Lillian Faderman, a leading scholar of LGBT history, writes that she exists because her unmarried mother Mary, a Jewish garment worker in lower Manhattan, had the gumption to refuse a third abortion. Instead, Mary and her sister, Rae, took the child to Los Angeles and scraped together a new life.
“She was the driving force behind everything I became,” Faderman told a reporter for the San Francisco J-Weekly, contrasting her path to a doctorate in English at the University of California while her mother was practically illiterate.
The writer tells this story in Naked in the Promised Land, her 2003 memoir. The book traces a pinched childhood, a young adulthood as model and habitué of the Los Angeles lesbian underground and long decades as a writer and professor, teaching at San Francisco State University, Fresno.
Faderman’s 10th book, The Gay Revolution: The Story of the Struggle chronicles a larger, unfinished story.

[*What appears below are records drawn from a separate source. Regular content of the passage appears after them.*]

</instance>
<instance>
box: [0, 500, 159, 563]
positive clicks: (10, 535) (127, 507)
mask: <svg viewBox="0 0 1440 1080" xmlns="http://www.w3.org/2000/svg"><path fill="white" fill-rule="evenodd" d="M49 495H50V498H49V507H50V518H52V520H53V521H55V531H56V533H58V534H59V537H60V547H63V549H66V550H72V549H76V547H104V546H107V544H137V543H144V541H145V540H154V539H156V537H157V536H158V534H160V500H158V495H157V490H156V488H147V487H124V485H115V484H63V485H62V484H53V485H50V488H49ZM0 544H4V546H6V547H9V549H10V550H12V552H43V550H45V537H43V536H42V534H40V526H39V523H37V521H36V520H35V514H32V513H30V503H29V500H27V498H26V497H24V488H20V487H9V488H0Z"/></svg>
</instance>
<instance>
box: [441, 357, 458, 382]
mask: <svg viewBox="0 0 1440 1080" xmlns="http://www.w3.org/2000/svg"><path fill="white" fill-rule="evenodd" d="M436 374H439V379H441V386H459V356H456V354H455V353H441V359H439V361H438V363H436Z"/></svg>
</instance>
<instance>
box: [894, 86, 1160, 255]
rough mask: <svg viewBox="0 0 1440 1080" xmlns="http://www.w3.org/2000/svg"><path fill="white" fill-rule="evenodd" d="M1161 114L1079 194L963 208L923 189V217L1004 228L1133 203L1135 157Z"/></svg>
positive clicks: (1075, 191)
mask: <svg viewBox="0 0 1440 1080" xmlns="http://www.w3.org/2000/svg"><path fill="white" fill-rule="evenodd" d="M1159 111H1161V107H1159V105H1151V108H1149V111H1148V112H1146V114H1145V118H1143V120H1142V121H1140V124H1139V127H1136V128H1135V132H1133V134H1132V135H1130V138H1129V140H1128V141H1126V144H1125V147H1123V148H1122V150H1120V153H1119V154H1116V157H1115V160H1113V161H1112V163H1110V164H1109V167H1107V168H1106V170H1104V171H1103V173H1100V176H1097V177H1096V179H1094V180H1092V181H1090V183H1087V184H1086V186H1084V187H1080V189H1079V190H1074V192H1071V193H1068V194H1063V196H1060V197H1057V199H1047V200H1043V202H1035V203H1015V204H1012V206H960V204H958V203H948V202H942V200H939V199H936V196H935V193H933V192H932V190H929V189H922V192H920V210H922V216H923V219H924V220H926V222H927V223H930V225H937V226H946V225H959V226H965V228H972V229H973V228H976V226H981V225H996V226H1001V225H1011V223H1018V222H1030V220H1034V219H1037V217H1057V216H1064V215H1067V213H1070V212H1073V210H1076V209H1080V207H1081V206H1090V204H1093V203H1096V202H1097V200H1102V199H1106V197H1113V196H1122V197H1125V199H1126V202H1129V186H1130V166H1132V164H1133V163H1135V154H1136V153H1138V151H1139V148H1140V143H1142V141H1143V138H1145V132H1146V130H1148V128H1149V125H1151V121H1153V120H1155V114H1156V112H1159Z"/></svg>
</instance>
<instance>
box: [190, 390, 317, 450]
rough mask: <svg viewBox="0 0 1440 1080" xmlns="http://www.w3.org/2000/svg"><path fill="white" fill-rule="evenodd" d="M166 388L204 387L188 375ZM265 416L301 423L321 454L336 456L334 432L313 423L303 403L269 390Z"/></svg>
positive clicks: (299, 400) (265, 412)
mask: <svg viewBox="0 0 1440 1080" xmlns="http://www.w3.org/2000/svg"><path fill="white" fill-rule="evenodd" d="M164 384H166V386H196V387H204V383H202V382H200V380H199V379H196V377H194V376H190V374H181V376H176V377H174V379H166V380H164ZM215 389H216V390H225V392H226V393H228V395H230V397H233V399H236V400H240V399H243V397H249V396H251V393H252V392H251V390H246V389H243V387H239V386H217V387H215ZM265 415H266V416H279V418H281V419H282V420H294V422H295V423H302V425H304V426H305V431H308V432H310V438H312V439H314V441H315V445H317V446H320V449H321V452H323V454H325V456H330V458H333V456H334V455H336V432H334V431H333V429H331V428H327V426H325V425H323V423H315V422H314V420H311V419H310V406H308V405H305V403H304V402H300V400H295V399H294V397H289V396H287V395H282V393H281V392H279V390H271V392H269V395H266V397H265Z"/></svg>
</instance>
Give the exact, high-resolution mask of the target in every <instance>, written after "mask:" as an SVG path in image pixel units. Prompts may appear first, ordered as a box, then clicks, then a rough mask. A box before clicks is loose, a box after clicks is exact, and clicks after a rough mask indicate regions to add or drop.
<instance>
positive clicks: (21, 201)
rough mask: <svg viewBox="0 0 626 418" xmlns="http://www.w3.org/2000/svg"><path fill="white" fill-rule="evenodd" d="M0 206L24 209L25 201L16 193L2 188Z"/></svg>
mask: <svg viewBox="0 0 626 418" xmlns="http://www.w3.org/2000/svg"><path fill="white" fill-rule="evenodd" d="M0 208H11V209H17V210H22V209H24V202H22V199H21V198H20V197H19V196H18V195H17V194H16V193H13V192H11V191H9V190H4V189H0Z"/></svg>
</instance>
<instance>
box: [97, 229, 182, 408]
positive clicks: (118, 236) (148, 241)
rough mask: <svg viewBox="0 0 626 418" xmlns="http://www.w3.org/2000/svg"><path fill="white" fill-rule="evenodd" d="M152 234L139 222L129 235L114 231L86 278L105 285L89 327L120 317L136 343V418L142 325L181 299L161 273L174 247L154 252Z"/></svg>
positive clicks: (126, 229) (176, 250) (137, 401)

Through more than 150 interviews and documents from 20 archives, it explores “how we got here.” In vivid prose, Faderman traces court cases and brave individuals, heart-breaking reversals and formidable opponents. The book begins in mid-century, when American gays were prosecuted as criminals, crazies and subversives. It considers the nation’s first gay and lesbian organizations, the Stonewall uprising and the activism honed in the AIDS epidemic. It contrasts the 1948 ruination of a beloved, closeted Missouri journalism professor with the 2012 federal ceremony promoting Tammy Smith to Army General, where her wife affixed the new stars to her epaulets. Faderman crystalizes this trajectory in the words of activist Frank Kameny: “We started with nothing, and look what we have wrought!”
Faderman lives with partner Phyllis Irwin in Fresno and San Diego. She has won six Lambda Literary Awards, two American Library Association Awards and Yale University’s James Brudner Award. Her work has been translated into German, Spanish, Italian, Japanese, Czech and Slovenian.